Опять кашлянула или от дыма, или нервная спазма перехватила ей горло. Слезы потекли по щекам, она поискала в карманах шубки платок, я протянула свой, она оттолкнула его и опять вытерла лицо отворотом перчатки.
— В «Капельках» они встретились... на танцах. Я думала, пройдет, как бывало. А однажды застала Зойку у него дома. Вот тут у меня и началось... Говорить с Вадимом бесполезно, я уже знала. У него же все просто...
— Контакт двух эпидерм, — тихо уронила я, но она услышала.
— Да, контакт... говорить он мастер. Поздно я поняла, что для меня это не просто «контакт»... а бросить его... Вроде и сильная, других, где нужно, заставить сумею, а себя пересилить не могла... — Пепел сигареты упал ей на колени, она не заметила.
Я смахнула пепел рукой.
— Сгоришь.
— Та... так и сгорела... Ушла тогда от него, оставила их одних.
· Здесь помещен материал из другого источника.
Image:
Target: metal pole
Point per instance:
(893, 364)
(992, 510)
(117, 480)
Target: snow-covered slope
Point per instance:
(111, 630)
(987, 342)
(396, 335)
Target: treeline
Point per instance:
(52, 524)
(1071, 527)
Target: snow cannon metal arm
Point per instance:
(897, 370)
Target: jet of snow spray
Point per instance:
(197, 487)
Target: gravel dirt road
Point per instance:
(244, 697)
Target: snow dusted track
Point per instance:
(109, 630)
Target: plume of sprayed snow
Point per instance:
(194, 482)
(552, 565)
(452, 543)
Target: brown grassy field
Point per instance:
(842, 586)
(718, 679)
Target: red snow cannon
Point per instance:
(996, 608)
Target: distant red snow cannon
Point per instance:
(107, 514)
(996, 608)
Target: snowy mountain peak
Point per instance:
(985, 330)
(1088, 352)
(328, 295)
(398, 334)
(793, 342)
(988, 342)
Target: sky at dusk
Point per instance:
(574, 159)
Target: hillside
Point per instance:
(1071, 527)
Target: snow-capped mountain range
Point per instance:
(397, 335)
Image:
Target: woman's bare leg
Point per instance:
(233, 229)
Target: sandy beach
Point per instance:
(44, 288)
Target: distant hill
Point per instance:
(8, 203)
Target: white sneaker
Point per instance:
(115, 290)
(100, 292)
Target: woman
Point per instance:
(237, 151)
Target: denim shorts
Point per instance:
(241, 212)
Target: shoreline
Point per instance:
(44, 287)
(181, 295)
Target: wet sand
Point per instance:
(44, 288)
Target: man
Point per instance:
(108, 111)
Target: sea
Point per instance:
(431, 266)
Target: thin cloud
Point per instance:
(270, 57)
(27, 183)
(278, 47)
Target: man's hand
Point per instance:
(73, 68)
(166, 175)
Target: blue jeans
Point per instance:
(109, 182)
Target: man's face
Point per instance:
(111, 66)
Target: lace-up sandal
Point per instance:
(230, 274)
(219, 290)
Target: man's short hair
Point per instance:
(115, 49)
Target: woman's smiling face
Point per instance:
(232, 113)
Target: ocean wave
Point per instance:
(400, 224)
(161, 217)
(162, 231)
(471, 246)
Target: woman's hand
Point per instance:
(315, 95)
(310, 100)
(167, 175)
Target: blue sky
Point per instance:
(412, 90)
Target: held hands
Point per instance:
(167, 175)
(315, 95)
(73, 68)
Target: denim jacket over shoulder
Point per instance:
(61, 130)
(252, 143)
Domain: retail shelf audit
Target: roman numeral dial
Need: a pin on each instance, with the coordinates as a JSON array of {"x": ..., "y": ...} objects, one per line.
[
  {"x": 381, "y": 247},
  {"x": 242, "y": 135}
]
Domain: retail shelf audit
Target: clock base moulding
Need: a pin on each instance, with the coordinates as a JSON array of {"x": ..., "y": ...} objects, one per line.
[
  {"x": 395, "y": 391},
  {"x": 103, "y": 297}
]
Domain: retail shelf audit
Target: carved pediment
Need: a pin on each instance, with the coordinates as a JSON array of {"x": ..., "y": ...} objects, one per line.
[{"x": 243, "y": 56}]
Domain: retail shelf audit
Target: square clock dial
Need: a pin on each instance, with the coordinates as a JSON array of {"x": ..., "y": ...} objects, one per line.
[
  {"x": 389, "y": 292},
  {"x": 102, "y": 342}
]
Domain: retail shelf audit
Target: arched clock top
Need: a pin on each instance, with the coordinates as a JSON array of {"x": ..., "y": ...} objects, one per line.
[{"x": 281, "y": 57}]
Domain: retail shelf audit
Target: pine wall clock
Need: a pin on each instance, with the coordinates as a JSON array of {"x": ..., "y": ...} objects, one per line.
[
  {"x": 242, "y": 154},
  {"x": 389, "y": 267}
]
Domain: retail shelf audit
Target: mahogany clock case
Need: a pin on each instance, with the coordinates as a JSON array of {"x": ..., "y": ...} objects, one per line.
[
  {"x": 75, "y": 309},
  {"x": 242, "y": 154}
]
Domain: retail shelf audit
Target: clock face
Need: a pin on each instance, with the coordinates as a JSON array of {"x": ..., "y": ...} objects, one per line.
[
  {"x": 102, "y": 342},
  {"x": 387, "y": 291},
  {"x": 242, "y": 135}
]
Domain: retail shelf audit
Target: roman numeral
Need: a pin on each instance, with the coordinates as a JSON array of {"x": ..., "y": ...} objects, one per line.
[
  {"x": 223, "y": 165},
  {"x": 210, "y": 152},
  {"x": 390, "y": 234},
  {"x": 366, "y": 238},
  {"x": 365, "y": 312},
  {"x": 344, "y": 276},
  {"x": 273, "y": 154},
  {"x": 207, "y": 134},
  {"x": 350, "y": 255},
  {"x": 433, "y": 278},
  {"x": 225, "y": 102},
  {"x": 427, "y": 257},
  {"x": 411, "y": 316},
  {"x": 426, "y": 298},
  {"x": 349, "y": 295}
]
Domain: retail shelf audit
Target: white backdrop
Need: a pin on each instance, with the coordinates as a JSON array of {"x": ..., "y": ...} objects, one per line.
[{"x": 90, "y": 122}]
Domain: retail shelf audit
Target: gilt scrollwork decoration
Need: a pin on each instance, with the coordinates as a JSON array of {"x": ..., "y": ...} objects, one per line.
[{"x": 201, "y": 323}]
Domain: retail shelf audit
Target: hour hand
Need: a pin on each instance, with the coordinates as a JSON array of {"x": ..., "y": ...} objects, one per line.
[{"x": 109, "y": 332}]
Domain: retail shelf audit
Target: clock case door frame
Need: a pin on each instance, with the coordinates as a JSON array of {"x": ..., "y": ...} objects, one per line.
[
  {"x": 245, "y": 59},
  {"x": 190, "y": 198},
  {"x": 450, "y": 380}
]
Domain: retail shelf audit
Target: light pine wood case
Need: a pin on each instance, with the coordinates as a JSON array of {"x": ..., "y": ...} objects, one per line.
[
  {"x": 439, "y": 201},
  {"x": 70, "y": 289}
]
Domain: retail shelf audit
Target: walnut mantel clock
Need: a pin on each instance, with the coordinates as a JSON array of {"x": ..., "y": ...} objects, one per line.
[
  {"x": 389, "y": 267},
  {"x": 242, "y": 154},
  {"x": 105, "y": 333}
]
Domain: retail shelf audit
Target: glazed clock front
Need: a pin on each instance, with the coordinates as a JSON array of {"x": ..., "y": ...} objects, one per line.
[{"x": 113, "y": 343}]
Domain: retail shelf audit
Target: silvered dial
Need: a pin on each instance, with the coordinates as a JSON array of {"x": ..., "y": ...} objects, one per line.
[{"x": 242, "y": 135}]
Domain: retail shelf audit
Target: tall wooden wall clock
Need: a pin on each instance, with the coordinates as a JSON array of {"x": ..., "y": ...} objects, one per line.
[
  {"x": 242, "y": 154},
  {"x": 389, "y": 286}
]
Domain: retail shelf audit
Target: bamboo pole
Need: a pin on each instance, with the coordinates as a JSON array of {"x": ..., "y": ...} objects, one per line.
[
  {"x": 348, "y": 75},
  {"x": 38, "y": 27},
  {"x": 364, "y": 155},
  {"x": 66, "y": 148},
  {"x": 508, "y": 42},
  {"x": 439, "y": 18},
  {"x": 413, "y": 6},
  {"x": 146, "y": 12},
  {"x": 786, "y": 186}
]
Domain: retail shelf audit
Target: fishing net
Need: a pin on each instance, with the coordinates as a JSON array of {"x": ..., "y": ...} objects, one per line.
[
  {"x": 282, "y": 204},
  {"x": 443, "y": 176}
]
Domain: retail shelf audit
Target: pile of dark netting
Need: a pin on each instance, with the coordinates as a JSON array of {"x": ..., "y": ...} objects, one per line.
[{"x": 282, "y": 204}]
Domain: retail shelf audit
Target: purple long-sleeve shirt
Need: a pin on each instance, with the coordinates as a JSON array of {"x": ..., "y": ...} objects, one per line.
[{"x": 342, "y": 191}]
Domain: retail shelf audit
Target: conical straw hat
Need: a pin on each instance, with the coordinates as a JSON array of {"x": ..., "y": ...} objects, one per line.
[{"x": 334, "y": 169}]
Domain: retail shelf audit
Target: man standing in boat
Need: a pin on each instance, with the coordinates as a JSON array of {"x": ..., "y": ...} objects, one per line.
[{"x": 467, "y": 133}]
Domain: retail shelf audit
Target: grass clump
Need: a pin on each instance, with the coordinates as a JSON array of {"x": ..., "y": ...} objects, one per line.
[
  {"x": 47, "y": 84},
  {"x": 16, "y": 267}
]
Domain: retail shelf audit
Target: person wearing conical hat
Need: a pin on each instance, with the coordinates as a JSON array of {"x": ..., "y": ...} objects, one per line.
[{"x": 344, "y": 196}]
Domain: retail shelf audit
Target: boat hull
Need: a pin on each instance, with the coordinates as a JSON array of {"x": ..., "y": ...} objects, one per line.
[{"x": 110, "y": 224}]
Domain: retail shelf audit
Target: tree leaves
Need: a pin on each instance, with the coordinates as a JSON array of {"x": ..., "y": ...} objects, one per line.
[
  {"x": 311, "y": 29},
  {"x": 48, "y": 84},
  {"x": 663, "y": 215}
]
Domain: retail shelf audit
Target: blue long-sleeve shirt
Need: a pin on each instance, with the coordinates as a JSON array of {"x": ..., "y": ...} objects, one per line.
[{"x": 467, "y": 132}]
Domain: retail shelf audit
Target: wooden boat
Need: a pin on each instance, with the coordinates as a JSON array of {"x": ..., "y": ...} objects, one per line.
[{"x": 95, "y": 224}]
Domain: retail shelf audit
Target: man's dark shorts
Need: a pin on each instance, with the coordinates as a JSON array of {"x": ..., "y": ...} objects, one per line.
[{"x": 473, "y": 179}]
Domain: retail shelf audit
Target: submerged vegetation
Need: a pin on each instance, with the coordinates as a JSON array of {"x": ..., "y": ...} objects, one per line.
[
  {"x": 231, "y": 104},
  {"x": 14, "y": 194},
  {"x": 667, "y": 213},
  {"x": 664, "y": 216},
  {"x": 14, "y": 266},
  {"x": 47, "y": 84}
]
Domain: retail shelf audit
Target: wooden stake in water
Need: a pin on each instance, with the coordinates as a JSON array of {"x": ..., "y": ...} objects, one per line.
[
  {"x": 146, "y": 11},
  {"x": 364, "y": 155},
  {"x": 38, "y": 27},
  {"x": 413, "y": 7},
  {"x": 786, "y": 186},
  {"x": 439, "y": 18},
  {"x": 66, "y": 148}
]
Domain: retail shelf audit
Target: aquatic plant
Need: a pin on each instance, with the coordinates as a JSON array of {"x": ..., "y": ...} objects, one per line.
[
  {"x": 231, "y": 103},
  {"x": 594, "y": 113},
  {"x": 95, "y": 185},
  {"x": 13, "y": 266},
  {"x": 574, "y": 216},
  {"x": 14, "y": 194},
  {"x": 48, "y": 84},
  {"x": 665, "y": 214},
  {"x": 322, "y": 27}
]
Как до дома добралась — уже и не помнила...
Огни в клинике засветились ярче, может быть, в операционной зажгли специальную лампу.
— В «Капельки» мы ходили еще, пыталась я Зойку возле себя удержать. Только зря. Встречалась она с ним, ходила к нему... Позвала я как-то ее домой, поговорить хотела. Ну, выпили, конечно. А Зойка что — девчонка слабая, осовела, смеется только. А у меня внутри как кислотой все обожжено. Смотрю на нее: «господи, думаю, удержи мою руку!» И тут, некстати, Генка Брагин и Поль Фоминых приехали — денег у меня перехватить. Вот в голову мне и стукнуло... Говорю, забирайте Зойку, везите к Вадиму, я тоже туда поеду. Денег им дала, ушли они с Зойкой. Спохватилась: думаю, что же я наделала?.. Выскочила даже из подъезда, а они уже уехали.
Она говорила тихо, монотонно, даже как-то бесчувственно. Я понимала, что у нее уже все перегорело, что ей все равно уже, слушаю я ее или нет, что ей теперь просто выговориться нужно, освободиться от едкой накипи, осевшей на душе.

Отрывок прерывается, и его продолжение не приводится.